INTRODUCTION
All you need is love.
Love is a many splendored thing.
Love makes the world go ’round.
ALL RIGHT. So all of those statements are true. And yet none even begin to describe what love truly is. Love is simply one of those words that means entirely different things to different people. I’ve known this for years. Anyone who listens to rock ’n’ roll as obsessively as I do understands that love is a contradiction all by itself—elusive, fleeting, transitory, all-consuming, endless, explosive, unavoidable, and necessary.
Still, when I put out a call for submissions with the vague theme of “Amour,” I found myself surprised by the range of love affairs that writers conjured. From Tsaurah Litzky’s “Sharing the Love,” which deals with a risqué three-way between two committed partners and their longtime friend to Jolene Hui’s “Parker’s Mustache,” which focuses on a love of facial hair (facial hair belonging to the narrator’s brother-in-law), these creative authors showed me the love in completely unexpected ways.

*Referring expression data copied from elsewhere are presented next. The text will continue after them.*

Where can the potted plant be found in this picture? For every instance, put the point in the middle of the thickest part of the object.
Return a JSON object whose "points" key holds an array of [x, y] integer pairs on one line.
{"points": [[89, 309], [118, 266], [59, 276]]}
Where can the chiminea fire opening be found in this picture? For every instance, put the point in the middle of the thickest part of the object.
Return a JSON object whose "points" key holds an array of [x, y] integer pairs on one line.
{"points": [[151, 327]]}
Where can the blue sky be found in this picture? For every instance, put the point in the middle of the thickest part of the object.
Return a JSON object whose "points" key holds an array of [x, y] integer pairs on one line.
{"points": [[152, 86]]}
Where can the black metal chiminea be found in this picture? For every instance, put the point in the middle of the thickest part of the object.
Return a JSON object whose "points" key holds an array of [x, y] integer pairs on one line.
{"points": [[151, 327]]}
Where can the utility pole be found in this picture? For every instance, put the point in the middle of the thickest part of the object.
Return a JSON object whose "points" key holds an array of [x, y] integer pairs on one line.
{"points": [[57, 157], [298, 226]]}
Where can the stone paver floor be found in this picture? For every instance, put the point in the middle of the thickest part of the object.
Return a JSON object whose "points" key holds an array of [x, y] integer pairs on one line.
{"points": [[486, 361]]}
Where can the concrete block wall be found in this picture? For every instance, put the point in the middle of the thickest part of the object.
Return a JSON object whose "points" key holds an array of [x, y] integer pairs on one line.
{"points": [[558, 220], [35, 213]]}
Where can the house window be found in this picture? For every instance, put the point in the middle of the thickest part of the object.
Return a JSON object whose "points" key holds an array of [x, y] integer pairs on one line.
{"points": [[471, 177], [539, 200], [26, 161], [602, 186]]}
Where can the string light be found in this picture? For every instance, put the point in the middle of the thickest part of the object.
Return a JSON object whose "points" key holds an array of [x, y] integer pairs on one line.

Love is longing in Saskia Walker’s “Arran’s Lure”: “‘Face it, girl, you’ve got it bad,’” she murmured…. And the worst of it was that it hurt. Hurt bad. Being in love was a screwed-up painful thing, if you were apart from the one you loved.”
Love is lust in Radclyffe’s “All about Us”: “When I skimmed her nipples, already puckered and hard, she moaned and jacked me faster.
“ ‘You don’t want to do that so hard, baby,’ I warned breathlessly. ‘Not unless you want me to come in my pants right now.’”
Love is blind, blind enough to make Cleveland seem like Paris, as in “Le Petit Déjeuner” by Jeremy Edwards: “When no one is looking, we refer to the immediate neighborhood as the arrondissement. The bookshelves are sprinkled with Balzac and Asterix. Unassuming Rhône wines haunt the kitchen counter, echoing the mood of the lazy still life that freshens the living room with flowers and peaches.”
These stories approach love from all angles. The downside. The upside. The wanting so bad you can’t sleep. Which is when A Is for Amour comes in handy. Flick on your bedside lamp. Crack the spine. And get ready to fall in love.